Die USA haben bereits ihre Luftangriffe ausgedehnt und sind dabei, mehr eigene Truppen zu schicken, afghanische Spezialkräfte und Milizen personell auszubauen und die militärischen Aktivitäten der CIA auszudehnen, die mit den Milizen kooperiert. Auch das deutet zunächst einmal auf eine weitere Eskalation mit weiter erhöhtem Gewaltniveau hin.

Wenn auch ein Sieg einer der beteiligten Seiten nicht in Sicht ist, hat sich die Situation jedoch seit Ende der ISAF-Mission 2014 zugunsten der Taleban verändert. Wenn die oben zusammengetragenen Kennziffern ein „Patt“ repräsentieren, dann ein höchst dynamisches, wenn man Afghanistan als ganzes und statistische Einheit betrachtet, aber ein sehr explosives, wenn man die der Situation innewohnende Dynamik betrachtet, mit einer steigenden Zahl an Gefechten und einer gestiegenen, wenn jetzt auch (seit einigen Monaten) stagnierenden Zahl an Kriegsopfern und territorialem Vormarsch der Taleban.

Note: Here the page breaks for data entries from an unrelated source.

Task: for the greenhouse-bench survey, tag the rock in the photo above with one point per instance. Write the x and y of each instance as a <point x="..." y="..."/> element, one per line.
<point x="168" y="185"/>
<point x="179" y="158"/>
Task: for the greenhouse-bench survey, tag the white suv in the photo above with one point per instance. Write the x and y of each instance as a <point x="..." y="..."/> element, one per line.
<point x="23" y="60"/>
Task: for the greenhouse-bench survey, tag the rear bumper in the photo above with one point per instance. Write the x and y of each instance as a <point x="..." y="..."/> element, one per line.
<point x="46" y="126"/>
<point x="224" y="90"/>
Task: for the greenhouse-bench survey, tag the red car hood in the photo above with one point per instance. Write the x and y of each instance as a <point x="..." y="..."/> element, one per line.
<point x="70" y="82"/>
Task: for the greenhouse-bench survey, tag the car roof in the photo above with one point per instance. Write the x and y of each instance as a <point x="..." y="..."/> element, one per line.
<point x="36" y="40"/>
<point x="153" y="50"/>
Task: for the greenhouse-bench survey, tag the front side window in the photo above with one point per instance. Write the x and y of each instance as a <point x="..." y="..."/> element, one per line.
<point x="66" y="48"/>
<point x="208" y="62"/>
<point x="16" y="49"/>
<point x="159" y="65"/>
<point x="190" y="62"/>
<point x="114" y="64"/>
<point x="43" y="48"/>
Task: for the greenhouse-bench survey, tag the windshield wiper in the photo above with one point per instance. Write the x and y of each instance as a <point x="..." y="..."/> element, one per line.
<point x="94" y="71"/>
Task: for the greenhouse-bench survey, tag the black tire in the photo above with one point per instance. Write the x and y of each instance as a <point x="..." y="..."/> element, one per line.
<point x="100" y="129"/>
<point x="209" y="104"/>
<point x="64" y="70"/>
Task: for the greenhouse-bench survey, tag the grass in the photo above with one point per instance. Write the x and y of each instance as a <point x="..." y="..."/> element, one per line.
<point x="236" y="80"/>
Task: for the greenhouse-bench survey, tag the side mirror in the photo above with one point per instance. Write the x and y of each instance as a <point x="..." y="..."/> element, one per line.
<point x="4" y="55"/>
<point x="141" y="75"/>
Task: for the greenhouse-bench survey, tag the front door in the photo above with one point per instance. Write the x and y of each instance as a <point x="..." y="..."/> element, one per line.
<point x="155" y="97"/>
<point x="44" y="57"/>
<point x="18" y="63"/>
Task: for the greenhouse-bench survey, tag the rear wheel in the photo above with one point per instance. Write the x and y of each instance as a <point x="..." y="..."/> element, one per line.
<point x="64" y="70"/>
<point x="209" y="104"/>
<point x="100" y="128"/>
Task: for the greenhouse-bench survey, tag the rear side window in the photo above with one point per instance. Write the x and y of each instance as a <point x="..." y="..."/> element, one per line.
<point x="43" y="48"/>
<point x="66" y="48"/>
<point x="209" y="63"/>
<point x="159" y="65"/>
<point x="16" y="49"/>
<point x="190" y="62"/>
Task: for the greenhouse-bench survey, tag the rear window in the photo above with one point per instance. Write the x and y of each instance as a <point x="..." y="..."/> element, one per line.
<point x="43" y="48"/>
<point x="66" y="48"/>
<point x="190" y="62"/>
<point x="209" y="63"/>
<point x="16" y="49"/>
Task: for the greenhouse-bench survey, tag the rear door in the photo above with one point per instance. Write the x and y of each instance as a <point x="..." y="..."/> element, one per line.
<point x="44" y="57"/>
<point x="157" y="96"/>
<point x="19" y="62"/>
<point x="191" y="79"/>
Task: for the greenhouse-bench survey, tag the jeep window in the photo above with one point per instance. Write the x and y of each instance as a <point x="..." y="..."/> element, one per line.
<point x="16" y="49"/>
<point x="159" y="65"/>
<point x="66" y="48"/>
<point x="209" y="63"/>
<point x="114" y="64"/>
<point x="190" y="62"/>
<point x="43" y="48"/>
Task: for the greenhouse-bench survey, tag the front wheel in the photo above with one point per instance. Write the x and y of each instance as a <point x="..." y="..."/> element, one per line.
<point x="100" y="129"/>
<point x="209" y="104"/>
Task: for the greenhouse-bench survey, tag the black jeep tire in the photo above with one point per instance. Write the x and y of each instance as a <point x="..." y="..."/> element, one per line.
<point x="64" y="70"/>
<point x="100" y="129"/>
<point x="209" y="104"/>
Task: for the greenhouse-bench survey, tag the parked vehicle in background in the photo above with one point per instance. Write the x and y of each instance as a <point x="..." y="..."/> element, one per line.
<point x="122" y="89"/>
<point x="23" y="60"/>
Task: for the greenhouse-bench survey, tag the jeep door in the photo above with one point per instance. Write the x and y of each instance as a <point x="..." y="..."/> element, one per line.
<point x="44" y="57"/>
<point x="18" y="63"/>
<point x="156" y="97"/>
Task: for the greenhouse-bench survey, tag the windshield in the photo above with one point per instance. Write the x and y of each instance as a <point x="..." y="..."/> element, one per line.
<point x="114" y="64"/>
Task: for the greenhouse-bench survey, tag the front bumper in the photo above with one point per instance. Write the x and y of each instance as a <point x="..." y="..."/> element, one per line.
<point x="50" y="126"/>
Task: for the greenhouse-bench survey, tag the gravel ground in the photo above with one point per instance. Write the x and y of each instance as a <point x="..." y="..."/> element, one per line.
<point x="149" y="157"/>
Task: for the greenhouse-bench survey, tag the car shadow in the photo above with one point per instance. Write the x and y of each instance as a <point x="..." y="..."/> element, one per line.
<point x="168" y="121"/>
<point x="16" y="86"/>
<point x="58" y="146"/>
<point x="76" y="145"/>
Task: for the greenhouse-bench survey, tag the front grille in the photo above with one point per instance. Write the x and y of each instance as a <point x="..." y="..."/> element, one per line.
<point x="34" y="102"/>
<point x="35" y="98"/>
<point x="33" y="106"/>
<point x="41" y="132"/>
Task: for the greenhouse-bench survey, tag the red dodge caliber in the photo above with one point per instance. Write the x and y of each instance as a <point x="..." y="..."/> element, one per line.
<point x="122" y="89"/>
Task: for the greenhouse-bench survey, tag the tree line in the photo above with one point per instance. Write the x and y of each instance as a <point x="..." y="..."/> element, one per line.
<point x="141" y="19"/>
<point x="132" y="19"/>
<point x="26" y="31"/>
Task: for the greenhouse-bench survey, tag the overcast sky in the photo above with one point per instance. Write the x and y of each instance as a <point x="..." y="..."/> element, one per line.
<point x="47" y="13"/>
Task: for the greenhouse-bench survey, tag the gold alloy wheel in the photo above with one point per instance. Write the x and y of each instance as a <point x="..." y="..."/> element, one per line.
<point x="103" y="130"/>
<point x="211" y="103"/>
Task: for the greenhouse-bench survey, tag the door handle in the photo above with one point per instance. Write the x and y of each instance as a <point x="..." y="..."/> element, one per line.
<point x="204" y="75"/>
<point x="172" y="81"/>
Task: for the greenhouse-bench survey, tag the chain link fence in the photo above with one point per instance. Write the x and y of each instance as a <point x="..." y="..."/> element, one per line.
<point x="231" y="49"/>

Die gegenwärtige, von manchen Beobachtern als „Patt“ bezeichnete Sicherheitssituation sowie die erklärte Absicht aller Seiten, einen militärischen Sieg anzustreben, lässt Kämpfe auf ähnlichem Niveau für mindestens das, wenn nicht mehrere folgende Jahre erwarten. Es ist nicht zu erwarten, dass die Taleban und der neue, örtliche Ableger des Islamischen Staates kampflos beigeben – zumal, wie der UN-Sondergesandte im März feststellte, es „keine erkennbaren Fortschritte bei Friedensgesprächen zwischen der Regierung und den Taleban“ gibt.

Im übrigen fügt auch Cordesman vom CSIS seiner „Patt“-Einschätzung hinzu, dass dies ein Patt ist, “das die Aufständischen begünstigt” – die ja auch laut AA-Einschätzung die Initiative haben.